Non solo. Conoscere il bambino (o il preadolescente) significa innanzitutto attenzione, ascolto, disponibilità, paziente fiducia; implica insomma una relazione carica di coinvolgimento affettivo, oltre che di competenze professionali: l’ossessione documentaria spegne e “raffredda” l’umanità del rapporto alunno-insegnante, sottraendovi tempo (mentale, oltre che materiale) e impoverendola nell’adempimento dell’atto formale.
b) il ruolo della famiglia
Altro punto dolente è il nuovo ruolo che nella scuola riformata assume la famiglia, chiamata a collaborare attivamente alla gestione del Portfolio. Per ovvi motivi di competenza professionale, è difficile pensare che, nelle intenzioni del Legislatore, ai genitori sia affidato un ruolo istituzionalizzato nella valutazione tecnica del proprio figlio nell’ambito del Portfolio. E tuttavia la condivisione tra scuola e famiglia della gestione di questo strumento appare carica di ambiguità, determinando confusione di ruoli e, di fatto, anche indebite interferenze. Nel Portfolio, infatti, rientrano le «osservazioni» della famiglia sui «metodi di apprendimento» dell’alunno; la famiglia, inoltre, indica essa stessa, insieme ai docenti, quali «lavori personali ed elaborati significativi» debbano rientrare nel Portfolio: si tratta chiaramente di materie che pertengono per l’appunto alle competenze tecnico-professionali della docenza. Nei fatti, quindi, la valutazione degli alunni è affidata a una sorta di “contrattazione” tra scuola e famiglia. Con quali conseguenze, è facile immaginare, a cominciare dall’inevitabile conflitto di interessi che si verrà a determinare[1].

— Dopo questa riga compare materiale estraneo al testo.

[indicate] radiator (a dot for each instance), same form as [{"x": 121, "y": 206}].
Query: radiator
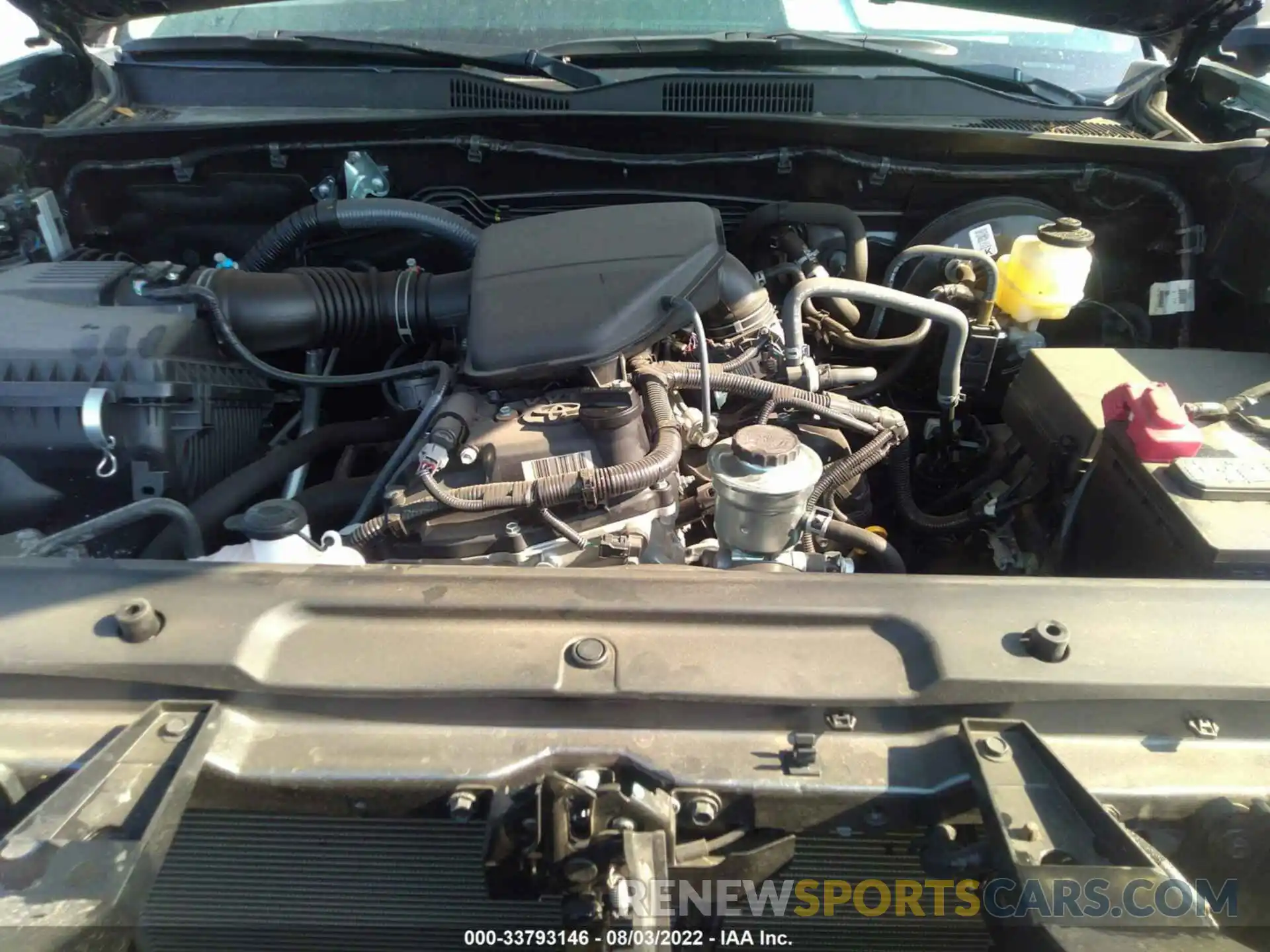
[{"x": 265, "y": 883}]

Né bisogna dimenticare che la scuola svolge semplicemente la propria attività educativa in collaborazione con i genitori, ma «nel rispetto [...] delle scelte educative della famiglia». Dalla famiglia al familismo, insomma. Quella che sta prendendo corpo, non senza connotazioni scopertamente demagogiche, è di fatto un’idea di scuola di tipo privatistico e mercantile, sostanzialmente subordinata alla famiglia- cliente e che sempre meno è messa nelle condizioni di mediare tra bisogni collettivi della res publica e bisogni (e interessi) privati e individuali della famiglia. L’insegnante diviene sempre più simile a una sorta di istitutore privato costretto per legge a “contrattare” con la famiglia-cliente le linee-guida della propria azione educativa e le stesse valutazioni sui livelli di apprendimento conseguiti: con buona pace della libertà di insegnamento e del ruolo pubblico della scuola statale.